By Kim Sue-young
Staff Reporter
One might know them as ''donburi,'' but Koreans know them as ``deopbap,'' or steaming white rice topped with a variety of ingredients.
Noda Bowl located in Garosugil or tree-lined street, in Sinsa-dong, southern Seoul, serves delicious fusion fare on rice in smart tableware.
A representative dish is pork deopbab, which is capped with sliced pork, finely shredded onions and scallions.
The pork spiced special soy sauce is juicy and chewy with an aroma of charcoal fire, well matching the onions.
The seafood rice bowl dish is spicy, maybe hot enough to burn the mouths of those susceptible to spices, with octopus, shrimp, mushroom and bean sprouts bamboo added.
If you want something sweet and salty, the roasted spam and omelet on rice is a good choice.
The Italian fusion deopbab with eggplant and melted mozzarella cheese based on tomato sauce is not recommended personally due to the sour and plain flavor despite the fresh and affluent ingredients.
Izakaya menus, similar to side dishes for drinks, will boost savor and refreshment of cold sake to quench thirst.
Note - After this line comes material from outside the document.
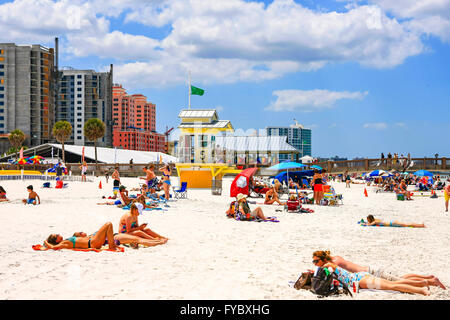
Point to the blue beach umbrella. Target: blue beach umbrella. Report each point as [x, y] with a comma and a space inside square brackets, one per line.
[422, 173]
Hot sake also goes well with side dishes to warm up a body in the chilly Autumn days which suddenly visited here.
Soft tofu and crispy lettuce salad with miso sesame dressing offers a sour and poignant taste.
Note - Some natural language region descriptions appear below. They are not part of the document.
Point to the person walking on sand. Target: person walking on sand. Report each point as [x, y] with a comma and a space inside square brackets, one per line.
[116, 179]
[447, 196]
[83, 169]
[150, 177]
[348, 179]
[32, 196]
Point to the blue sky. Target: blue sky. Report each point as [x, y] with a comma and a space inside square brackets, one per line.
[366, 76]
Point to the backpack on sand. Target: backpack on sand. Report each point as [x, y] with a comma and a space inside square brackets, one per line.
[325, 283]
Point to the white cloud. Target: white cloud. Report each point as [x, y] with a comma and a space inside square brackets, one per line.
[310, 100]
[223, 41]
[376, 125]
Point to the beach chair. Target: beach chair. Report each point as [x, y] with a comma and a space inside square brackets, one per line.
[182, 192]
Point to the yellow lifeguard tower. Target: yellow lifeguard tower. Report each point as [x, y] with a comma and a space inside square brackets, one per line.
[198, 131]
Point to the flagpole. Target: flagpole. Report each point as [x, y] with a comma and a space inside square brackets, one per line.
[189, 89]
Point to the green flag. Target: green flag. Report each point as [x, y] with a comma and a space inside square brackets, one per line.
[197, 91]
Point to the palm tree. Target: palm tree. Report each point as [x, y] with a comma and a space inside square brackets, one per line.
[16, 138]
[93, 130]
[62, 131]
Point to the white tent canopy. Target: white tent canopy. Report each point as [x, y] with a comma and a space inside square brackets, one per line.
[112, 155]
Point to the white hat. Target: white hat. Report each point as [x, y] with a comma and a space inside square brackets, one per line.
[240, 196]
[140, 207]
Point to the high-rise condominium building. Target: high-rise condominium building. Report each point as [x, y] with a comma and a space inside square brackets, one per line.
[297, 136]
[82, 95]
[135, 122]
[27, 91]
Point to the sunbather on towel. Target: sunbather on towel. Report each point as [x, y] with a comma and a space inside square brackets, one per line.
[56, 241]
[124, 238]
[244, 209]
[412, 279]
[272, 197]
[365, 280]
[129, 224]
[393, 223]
Soft fried egg rolls with home-made honey mustard dressing also well match the crystal clear rice wine or fruit drink of omija, five flavor berry, and sansuyu, the fruit of Japanese cornel, fermented in bamboo.
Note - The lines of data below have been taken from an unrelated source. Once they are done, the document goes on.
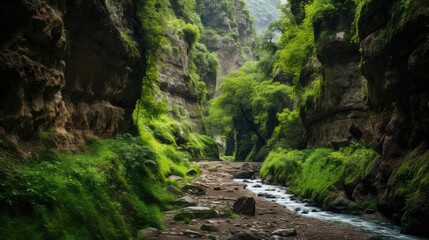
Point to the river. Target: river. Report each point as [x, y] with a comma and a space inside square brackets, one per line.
[377, 229]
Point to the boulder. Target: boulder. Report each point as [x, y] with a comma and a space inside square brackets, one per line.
[245, 175]
[209, 228]
[243, 236]
[245, 205]
[288, 232]
[194, 189]
[148, 233]
[185, 201]
[191, 172]
[172, 189]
In eateries here, it is not easy to taste ginger ale but Noda Bowl offers home-made ginger ale with strong fragrance and acridity of the brown root, which ready-to-drink beverages cannot mimic.
The shop is named after its head chef Noda, an acclaimed food stylist, who is now leading food consulting company, Noda plus.
He fell in love with Japanese food when studying management in Tokyo.
While working part time in an opulent restaurant serving Japan's traditional dining, he was encouraged to introduce the neighboring country's taste, including deopbab or donburi in Japanese.
Deopbab is priced between 8,000 won and 12,000 won and izakaya menus priced 4,000-20,000 won.
It is open from 11:30 a.m. through 12 a.m. except for Sundays and often closes after lunch time when it runs out of ingredients, so it is necessary to check in advance whether it is available or not via phone (02-515-9634).
To find the restaurant, go along the right side of Garosugil in Sinsa-dong and turn right at the second byway. Noda Bowl is in front of Buccella, a well-known sandwich shop.